Session Variables¶

Once a tajo client connects to the Tajo master, it assigns a unique session. This session is kept until the client is disconnected or it is expired.

For the sake of more convenient user configuration, Tajo provides session variables. With session variables, different configurations are allowed for each session.

tsql provides the meta command \set to manipulate session variables. Just \set command shows all session variables.

default> \set
'name1'='val1'
'name2'='val2'
'name3'='val3'
     ...

\set key val will set the session variable named key with the value val.

default> \set
'CURRENT_DATABASE'='default'

default> \set key1 val1

default> \set
'CURRENT_DATABASE'='default'
'key1'='val1'

Also, \unset key will unset the session variable named key.

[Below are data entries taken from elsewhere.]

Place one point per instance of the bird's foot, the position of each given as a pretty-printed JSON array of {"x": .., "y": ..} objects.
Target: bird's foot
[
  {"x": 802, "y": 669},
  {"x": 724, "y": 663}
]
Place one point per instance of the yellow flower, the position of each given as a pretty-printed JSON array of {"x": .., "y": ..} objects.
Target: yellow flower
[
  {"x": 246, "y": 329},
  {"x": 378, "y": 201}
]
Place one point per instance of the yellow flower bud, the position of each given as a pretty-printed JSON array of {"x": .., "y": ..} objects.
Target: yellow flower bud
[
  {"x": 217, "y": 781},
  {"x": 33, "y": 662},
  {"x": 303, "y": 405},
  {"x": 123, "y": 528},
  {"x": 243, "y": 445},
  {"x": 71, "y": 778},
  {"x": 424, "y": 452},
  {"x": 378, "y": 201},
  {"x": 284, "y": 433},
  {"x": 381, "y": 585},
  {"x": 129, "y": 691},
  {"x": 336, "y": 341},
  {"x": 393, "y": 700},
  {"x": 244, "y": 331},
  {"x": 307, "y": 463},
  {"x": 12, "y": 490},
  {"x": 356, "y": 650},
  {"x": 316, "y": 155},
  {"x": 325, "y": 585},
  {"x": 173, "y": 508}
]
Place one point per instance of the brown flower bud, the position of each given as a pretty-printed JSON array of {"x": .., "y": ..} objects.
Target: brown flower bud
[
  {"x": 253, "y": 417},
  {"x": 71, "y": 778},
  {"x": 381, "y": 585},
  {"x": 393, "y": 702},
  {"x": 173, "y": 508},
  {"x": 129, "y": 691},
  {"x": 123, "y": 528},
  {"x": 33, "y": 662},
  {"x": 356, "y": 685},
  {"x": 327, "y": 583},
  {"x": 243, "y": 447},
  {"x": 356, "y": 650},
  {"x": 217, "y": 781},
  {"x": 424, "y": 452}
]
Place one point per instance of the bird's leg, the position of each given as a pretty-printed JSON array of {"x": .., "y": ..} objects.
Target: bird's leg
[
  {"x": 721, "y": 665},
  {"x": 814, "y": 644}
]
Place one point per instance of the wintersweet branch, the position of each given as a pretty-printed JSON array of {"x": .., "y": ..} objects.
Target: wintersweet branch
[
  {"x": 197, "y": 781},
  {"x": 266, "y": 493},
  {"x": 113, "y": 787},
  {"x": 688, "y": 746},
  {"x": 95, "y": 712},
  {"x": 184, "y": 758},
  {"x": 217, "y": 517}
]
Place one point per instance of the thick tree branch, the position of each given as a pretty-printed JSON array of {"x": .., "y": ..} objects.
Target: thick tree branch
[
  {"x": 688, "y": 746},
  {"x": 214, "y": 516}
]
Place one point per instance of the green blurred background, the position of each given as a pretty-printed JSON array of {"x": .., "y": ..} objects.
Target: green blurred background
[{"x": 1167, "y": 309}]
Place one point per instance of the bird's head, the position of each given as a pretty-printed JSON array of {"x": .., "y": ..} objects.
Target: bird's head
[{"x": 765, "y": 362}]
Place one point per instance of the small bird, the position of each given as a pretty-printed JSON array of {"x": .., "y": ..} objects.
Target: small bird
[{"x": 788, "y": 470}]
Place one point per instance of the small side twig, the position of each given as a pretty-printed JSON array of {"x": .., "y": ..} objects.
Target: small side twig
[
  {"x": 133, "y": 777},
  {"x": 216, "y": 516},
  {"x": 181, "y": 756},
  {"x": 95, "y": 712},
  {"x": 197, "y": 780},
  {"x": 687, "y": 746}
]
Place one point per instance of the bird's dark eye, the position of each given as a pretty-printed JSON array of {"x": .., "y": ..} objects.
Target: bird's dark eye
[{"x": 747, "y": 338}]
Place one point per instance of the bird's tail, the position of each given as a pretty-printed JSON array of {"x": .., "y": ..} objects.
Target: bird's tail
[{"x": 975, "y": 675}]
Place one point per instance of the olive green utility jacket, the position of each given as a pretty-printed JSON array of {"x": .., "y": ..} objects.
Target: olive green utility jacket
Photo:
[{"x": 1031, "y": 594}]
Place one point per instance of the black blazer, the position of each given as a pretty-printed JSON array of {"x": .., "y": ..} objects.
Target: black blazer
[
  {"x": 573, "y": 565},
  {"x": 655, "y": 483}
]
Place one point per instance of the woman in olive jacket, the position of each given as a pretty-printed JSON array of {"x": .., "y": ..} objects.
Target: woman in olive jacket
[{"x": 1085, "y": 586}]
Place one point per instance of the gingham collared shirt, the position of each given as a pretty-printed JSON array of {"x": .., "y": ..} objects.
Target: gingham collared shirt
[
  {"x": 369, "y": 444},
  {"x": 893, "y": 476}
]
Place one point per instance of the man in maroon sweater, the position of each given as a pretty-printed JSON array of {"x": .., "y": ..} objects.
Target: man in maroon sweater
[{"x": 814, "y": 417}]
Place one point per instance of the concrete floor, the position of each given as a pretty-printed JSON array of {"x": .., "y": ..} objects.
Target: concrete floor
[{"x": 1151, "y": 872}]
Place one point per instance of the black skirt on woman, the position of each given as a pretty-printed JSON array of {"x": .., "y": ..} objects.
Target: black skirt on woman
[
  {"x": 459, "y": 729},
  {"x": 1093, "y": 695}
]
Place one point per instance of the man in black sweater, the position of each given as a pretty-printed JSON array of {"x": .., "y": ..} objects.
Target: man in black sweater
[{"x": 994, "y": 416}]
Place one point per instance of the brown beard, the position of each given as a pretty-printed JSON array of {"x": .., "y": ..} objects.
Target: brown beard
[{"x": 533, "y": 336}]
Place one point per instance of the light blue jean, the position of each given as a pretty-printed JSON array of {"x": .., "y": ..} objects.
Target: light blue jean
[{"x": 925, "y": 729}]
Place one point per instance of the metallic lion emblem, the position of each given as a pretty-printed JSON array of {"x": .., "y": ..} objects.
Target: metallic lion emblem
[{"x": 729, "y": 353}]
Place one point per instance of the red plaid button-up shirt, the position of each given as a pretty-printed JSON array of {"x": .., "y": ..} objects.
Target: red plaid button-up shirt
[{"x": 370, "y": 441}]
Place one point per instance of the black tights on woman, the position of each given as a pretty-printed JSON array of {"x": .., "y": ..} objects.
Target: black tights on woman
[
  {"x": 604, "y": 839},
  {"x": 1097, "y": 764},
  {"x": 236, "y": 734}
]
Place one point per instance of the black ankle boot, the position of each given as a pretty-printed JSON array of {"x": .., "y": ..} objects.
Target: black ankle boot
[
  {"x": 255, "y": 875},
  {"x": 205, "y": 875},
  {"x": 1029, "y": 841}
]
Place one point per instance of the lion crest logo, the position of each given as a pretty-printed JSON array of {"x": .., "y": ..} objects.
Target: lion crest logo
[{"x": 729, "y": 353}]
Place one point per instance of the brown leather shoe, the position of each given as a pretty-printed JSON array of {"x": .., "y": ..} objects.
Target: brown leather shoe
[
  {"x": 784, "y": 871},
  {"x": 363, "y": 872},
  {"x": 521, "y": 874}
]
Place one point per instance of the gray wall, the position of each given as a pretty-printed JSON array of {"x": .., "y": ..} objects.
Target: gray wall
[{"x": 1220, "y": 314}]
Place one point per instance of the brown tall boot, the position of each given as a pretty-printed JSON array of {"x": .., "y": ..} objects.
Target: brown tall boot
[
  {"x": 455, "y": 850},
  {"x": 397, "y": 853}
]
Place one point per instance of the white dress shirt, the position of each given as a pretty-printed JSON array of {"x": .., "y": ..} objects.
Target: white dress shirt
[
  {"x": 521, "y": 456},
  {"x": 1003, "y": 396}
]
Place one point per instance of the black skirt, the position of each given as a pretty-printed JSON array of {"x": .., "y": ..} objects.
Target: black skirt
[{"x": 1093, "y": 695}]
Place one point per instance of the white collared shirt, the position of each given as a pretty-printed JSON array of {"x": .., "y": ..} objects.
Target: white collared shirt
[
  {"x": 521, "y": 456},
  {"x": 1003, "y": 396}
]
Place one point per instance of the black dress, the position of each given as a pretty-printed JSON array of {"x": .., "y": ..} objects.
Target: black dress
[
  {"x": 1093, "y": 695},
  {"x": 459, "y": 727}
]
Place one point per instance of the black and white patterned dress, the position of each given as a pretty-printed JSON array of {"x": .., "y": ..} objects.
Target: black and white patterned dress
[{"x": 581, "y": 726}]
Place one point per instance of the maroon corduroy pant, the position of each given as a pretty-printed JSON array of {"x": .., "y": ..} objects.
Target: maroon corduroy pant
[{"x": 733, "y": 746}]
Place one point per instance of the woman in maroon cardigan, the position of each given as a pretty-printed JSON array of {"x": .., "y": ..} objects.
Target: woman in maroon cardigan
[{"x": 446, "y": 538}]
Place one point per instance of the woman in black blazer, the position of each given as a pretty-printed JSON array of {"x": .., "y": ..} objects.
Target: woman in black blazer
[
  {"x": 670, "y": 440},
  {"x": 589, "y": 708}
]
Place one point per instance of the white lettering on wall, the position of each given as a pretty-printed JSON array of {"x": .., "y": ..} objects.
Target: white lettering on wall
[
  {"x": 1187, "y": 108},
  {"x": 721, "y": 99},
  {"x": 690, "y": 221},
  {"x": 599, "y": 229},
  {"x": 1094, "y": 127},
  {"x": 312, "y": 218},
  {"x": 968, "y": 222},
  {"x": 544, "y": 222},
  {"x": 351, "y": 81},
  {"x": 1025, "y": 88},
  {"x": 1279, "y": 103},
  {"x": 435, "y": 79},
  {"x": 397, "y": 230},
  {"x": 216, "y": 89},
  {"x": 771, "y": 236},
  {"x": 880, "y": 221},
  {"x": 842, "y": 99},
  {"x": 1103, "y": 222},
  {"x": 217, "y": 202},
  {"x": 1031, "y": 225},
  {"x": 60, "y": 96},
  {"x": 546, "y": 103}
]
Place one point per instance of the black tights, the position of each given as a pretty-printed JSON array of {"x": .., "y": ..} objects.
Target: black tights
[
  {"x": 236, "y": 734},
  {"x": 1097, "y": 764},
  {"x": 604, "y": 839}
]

Currently, tajo provides the following session variables.

BROADCAST_NON_CROSS_JOIN_THRESHOLD

A threshold for non-cross joins. When a non-cross join query is executed with the broadcast join, the whole size of broadcasted tables won’t exceed this threshold.

Configuration name: tajo.dist-query.broadcast.non-cross-join.threshold-kb

Property value: Integer

Unit: KB

Default value: 5120

Example

\set BROADCAST_NON_CROSS_JOIN_THRESHOLD 5120

BROADCAST_CROSS_JOIN_THRESHOLD

A threshold for cross joins. When a cross join query is executed, the whole size of broadcasted tables won’t exceed this threshold.

Configuration name: tajo.dist-query.broadcast.cross-join.threshold-kb

Property value: Integer

Unit: KB

Default value: 1024

Example

\set BROADCAST_CROSS_JOIN_THRESHOLD 1024

Warning

In Tajo, the broadcast join is only the way to perform cross joins. Since the cross join is a very expensive operation, this value need to be tuned carefully.

JOIN_TASK_INPUT_SIZE

The repartition join is executed in two stages. When a join query is executed with the repartition join, this value indicates the amount of input data processed by each task at the second stage. As a result, it determines the degree of the parallel processing of the join query.

Configuration name: tajo.dist-query.join.task-volume-mb

Property value: Integer

Unit: MB

Default value: 64

Example

\set JOIN_TASK_INPUT_SIZE 64

JOIN_PER_SHUFFLE_SIZE

The repartition join is executed in two stages. When a join query is executed with the repartition join, this value indicates the output size of each task at the first stage, which determines the number of partitions to be shuffled between two stages.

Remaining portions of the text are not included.